Members of both parties in the Legislature proposed a perfectly sensible way to regulate these farms: As farms, under the Department of Agriculture. Under current law, the Department of Natural Resources regulates cervid farms, leading to non-free-ranging animals being treated as wildlife.
Unlike deer and elk that range freely and run wild across the state, farmed cervids are contained on fenced facilities. However, natural resources administrators claim that the existence of Chronic Wasting Disease (CWD), a rare cervid disease that is not transmissible to humans, means that these farms should remain under the strict control of the Division of Natural Resources.
Presently, cervid farms are highly regulated in how they go about their businesses. But too often they face persecution from wildlife agencies that want to ban interstate transport of deer and elk or ban the opening of new farms in certain areas. In turn, the scary claims of wildlife agencies in West Virginia and other states spur fear in the hunting community. If hunters should be concerned about something, however, it isn’t deer and elk farming: It’s the practices of the wildlife agencies themselves.
The very Division of Natural Resources that bashes deer farms in West Virginia is considering a plan to import wild elk without following the same federal protocol that cervid farms do.
Before deer and elk can be sent across state lines by a farm, the facility must be CWD certified, a program administered by the USDA. This means that every eligible mortality (any animal over 12 months of age that dies) in the facility must be tested for CWD for a minimum of five years.
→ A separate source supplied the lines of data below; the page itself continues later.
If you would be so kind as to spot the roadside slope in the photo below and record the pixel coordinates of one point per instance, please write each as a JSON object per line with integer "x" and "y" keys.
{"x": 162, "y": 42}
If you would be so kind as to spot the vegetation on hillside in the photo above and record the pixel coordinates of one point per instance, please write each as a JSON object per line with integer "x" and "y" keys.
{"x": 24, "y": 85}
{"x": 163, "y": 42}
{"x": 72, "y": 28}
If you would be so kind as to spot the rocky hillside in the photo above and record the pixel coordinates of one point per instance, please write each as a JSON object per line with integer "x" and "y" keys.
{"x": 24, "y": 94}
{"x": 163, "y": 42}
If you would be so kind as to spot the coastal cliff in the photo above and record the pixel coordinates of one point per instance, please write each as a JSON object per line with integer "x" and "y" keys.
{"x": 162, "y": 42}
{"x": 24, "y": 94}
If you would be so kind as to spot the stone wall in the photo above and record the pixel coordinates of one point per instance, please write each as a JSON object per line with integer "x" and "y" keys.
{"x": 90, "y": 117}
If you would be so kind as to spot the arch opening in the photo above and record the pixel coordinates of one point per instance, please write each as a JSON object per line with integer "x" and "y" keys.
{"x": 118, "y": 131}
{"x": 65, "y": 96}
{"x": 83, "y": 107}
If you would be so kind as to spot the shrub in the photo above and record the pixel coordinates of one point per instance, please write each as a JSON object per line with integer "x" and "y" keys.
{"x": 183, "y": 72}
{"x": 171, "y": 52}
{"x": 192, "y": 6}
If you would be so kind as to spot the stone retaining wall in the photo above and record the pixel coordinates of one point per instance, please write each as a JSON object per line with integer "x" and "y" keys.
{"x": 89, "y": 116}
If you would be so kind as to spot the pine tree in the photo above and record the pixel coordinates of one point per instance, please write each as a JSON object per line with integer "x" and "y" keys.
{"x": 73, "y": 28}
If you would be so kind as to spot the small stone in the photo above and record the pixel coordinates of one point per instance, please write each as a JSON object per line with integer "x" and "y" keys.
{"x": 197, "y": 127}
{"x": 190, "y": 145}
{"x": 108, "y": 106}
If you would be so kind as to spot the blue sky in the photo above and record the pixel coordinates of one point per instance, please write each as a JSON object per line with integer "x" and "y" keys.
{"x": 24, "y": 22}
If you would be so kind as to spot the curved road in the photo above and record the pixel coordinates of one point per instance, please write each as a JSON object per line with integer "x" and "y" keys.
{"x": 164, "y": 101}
Many ranches have been certified for over 10 years. (Ranches must also be fenced in, conduct regular inventories, individually identify animals, and test for other diseases.)
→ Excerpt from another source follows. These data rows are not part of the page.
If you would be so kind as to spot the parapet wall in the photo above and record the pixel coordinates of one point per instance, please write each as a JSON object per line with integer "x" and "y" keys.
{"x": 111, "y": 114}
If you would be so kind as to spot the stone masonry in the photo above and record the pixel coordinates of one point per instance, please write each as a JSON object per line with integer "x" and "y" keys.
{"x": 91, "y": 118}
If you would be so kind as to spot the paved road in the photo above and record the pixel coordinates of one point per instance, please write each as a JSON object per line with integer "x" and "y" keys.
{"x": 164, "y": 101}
This is a strict protocol for mitigating the risk of CWD spreading. But the Virginia Department of Game and Inland Fisheries did not follow this federal protocol when they recently reintroduced elk into the state. The same is true of the Missouri Department of Conservation, which also reintroduced elk without following USDA protocol. Missouri didn’t follow established protocol, but then had the audacity to play the blame game with cervid farms.
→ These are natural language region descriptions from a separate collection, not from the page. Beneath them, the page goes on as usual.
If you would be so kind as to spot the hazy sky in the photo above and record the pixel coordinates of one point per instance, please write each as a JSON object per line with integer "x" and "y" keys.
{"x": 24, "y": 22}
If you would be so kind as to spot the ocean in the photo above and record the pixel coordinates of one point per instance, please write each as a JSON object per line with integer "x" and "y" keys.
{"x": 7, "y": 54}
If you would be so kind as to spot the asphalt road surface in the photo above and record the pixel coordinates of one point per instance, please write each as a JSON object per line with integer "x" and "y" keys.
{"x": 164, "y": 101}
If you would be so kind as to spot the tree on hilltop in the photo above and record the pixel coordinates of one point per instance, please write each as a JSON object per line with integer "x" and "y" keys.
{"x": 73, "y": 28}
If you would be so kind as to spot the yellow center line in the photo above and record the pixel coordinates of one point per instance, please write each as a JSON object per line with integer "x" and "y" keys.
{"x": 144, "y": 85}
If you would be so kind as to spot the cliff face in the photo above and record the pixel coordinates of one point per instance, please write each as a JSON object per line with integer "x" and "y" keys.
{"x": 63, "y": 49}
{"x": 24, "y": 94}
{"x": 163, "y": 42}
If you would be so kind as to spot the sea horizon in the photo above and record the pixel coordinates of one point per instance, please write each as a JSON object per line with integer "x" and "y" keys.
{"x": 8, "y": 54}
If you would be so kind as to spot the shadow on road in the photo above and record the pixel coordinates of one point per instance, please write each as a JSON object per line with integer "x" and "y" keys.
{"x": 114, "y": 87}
Now, West Virginia has plans to reintroduce elk in the southern part of the state. In truth, neither the farmed nor the free-ranging animals that might be imported into West Virginia are likely to pose a threat to the native deer populations. The best evidence available indicates CWD is not particularly contagious. USDA states “the scientific knowledge we have suggests that CWD is not highly infectious.”
Further, CWD is rare. According to USDA data, roughly four in 1,000 free ranging cervids tested upon death for signs of CWD show the disease, higher than the rate of farmed cervids. And just to be safe, if CWD is found in a farmer’s herd, the herd has to be depopulated. This can ruin a farmer’s investment and reputation, and provides a strong incentive against taking steps that might risk infecting the herd.
So what is the Division of Natural Resources doing with its finger-pointing and scare campaigns? It’s simple — they’re demonstrating why they shouldn’t regulate cervid farming. Agriculture regulators simply have much more experience dealing with the issues that present themselves in farming. They know how to assess risk and govern farms.
Cervid farmers aren’t asking for a unregulated free-for-all. We’re just asking to be treated like other agriculture industries.
Charly Seale is president of the North American Elk Breeders Association.